Unterwegs im „Coburger Himalaya“ (Siegfried)
Die „Langen Berge“ sind ein Höhenzug, der über ca. 15 km vom Autobahnaufstieg bei Beuerfeld/Unterlauter bis etwa nach Grattstadt/Veilsdorf reicht. Ein Großteil davon ist eine Hochfläche mit über 450 bis 527m üNN. Die Wanderung startete (hinterhalb Mirsdorfs) am Max-Müller-Tisch, einer mühlradartigen Granitplatte mit eingraviertem Kompass. Während die Fahrer die Shuttle-Fahrzeuge verbrachten, startete die Gruppe nach Windrad WEA1, wo die Fahrer wieder hinzukamen. Dort herrschte Baubetrieb mit entsprechendem Lärm und auch der Weg war von den Baufahrzeugen arg in Mitleidenschaft gezogen.

An der Mirsdorfer Kuppe
Am zweiten Waldeck gab es dann Gelegenheit für einen Erläuterungshalt und für die Fotodokumentation durch Patrizia. Anlass für diese Wanderstrecke war auch die Augenzeugenerfahrung des Windenergieausbaus im Coburger Land, der hier in Form von Ersetzung der Altanlagen durch moderne Windräder aktuell hautnah erlebbar ist. Inzwischen sind die Türme bis zu einer Höhe von etwa 100m Höhe erstellt. Nach einer weiteren Erhöhung auf etwa 170 m mit Hilfe eines entsprechenden Krans werden die WEAs bei einem Rotordurchmesser von ca 130 m eine Gesamthöhe von etwa 240 m erreichen. Dadurch ist eine Leistung von bis zu 7,5 MW (gegenüber nur 1 MW bisher) erreichbar. Siegfried erläuterte dies anschaulich. Die Gesamtkapazität soll in den ausgewiesenen Vorranggebieten im Landkreis in den nächsten Jahren auf ca. 150 MW (36 statt bisher 12 WEAs) ausgebaut werden.

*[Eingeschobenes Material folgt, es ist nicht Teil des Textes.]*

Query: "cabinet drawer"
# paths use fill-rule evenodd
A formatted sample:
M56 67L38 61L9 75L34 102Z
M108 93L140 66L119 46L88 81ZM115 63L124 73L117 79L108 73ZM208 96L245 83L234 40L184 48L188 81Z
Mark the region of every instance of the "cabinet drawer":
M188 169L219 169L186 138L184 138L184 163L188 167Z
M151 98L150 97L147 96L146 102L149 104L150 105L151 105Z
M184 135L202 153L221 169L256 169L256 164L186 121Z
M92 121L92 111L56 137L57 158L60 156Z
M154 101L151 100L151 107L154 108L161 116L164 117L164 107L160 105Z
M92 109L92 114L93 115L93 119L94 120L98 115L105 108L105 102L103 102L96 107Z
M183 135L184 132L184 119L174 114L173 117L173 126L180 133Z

Skyline der Thüringerwald-Höhen
WEA3 wurde an einem Waldrandweg passiert, mit Blick auf die Mirsdorfer Kuppe (525m üNN), einer eher unscheinbaren Erhebung über die Hochfläche, genau wie der Buchberg, mit 527 m üNN als höchster Erhebung im Landkreis Coburg.

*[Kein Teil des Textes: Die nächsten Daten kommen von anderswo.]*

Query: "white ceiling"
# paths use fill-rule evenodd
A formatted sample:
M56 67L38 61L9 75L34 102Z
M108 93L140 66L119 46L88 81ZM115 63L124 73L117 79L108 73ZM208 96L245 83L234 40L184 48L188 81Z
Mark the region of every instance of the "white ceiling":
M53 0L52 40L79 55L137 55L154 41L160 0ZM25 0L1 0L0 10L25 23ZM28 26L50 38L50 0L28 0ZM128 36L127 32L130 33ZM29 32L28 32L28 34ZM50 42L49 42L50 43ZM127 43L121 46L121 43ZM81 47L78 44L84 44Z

Ist das Wanderwegnetz hin zur Alexandrinenhütte (auf der anderen Seite der A73) gut ausgeschildert, sieht es diesseits der Autobahn eher „dünn“ aus. Wir bewegten uns nach WEA3 weitgehend auf Asphalt, der allerdings nur geringfügig befahren wird. An der Solaranlage hinter der Mirsdorfer Kuppe hatte man wohltuenden Ausblick auf die Thüringerwald-Kette mit dem dominanten Bleßberg, westwärts in der Ferne konnten sogar Schneeberg und Ochsenkopf ausgemacht werden. Nach bisher kaum ansteigender Strecke ging es nur noch bergab, was als allgemein wohltuend empfunden wurde.

Kirche Rottenbach
Einen weiteren kurzen Halt gab es in Rottenbach. Auch hier gab Siegfried kurze Erläuterungen zur Geschichte. In Sonderheit gelangte 1919 durch eine „Volksabstimmung“ (mit 16 zu 7 Stimmen – bei ca 120 Einwohnern!) zu Coburg und damit zu Bayern. Rottenbach erfuhr überörtliche Bekanntheit nachdem es 1973 innerdeutscher Grenzübergang für den sogenannten „kleinen Grenzverkehr“ wurde.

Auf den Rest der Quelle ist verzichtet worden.